Carboplatin-based regimen in pediatric intracranial germ-cell tumors (IC-GCTs): effectiveness and ototoxicity

Affiliations

Carboplatin-based regimen in pediatric intracranial germ-cell tumors (IC-GCTs): effectiveness and ototoxicity

Rasin Worawongsakul et al. Neurooncol Pract. 2020 Mar.

Abstract

Background: Induction chemotherapy with carboplatin followed by radiotherapy has been used for many years for treating intracranial germ-cell tumors (IC-GCTs) in Thailand. The objective of this study was to assess treatment outcomes, focusing on survival and ototoxicity.

Methods: The outcomes of all patients with IC-GCT treated at Ramathibodi Hospital and the Prasat Neurological Institute between 2000 and 2017 were reviewed and analyzed, including all patient characteristics and treatment modalities. Five-year overall survival (OS) and event-free survival (EFS) were analyzed using the Kaplan-Meier method, and factors affecting survival were compared using the log-rank test.

Results: Fifty-three patients age 1-14 years (median, 11 years) were included in this study. The median follow-up time was 63 months. The 5-year EFS and OS rates were 94.3% and 96.2% for all patients, respectively. No statistical difference in OS or EFS was observed between the data of recipients in the carboplatin-based and historical cisplatin-based therapies in our institutes. Concerning radiotherapy, omission of radiotherapy or focal irradiation results in worse long-term survival outcomes, but reduction in dose of radiotherapy to less than 40 Gy did not cause any negative impact on survival rates. Furthermore, carboplatin was associated with lower rates of hearing loss than cisplatin (5.7% vs 87.5%).

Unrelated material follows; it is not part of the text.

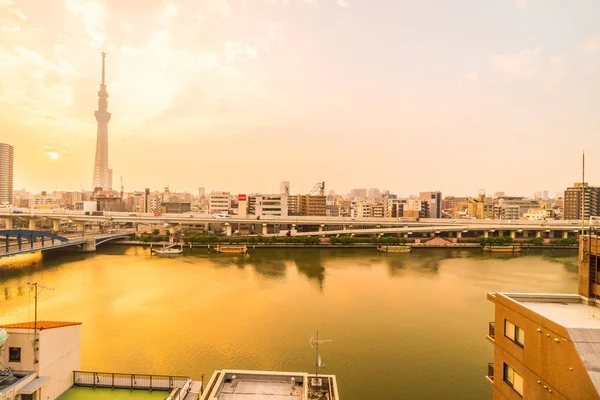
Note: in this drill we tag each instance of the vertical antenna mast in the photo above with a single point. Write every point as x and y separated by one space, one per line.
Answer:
582 192
35 339
103 57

Conclusions: Induction chemotherapy with carboplatin-based regimens was associated with excellent survival rates and low ototoxicity in patients with IC-GCT. Radiotherapy should be given to all patients with a minimal volume equivalent to whole-ventricular radiotherapy, during which doses of lower than 40 Gy can be effectively used.

Keywords: GCT; carboplatin; germ-cell tumors; intracranial; ototoxicity.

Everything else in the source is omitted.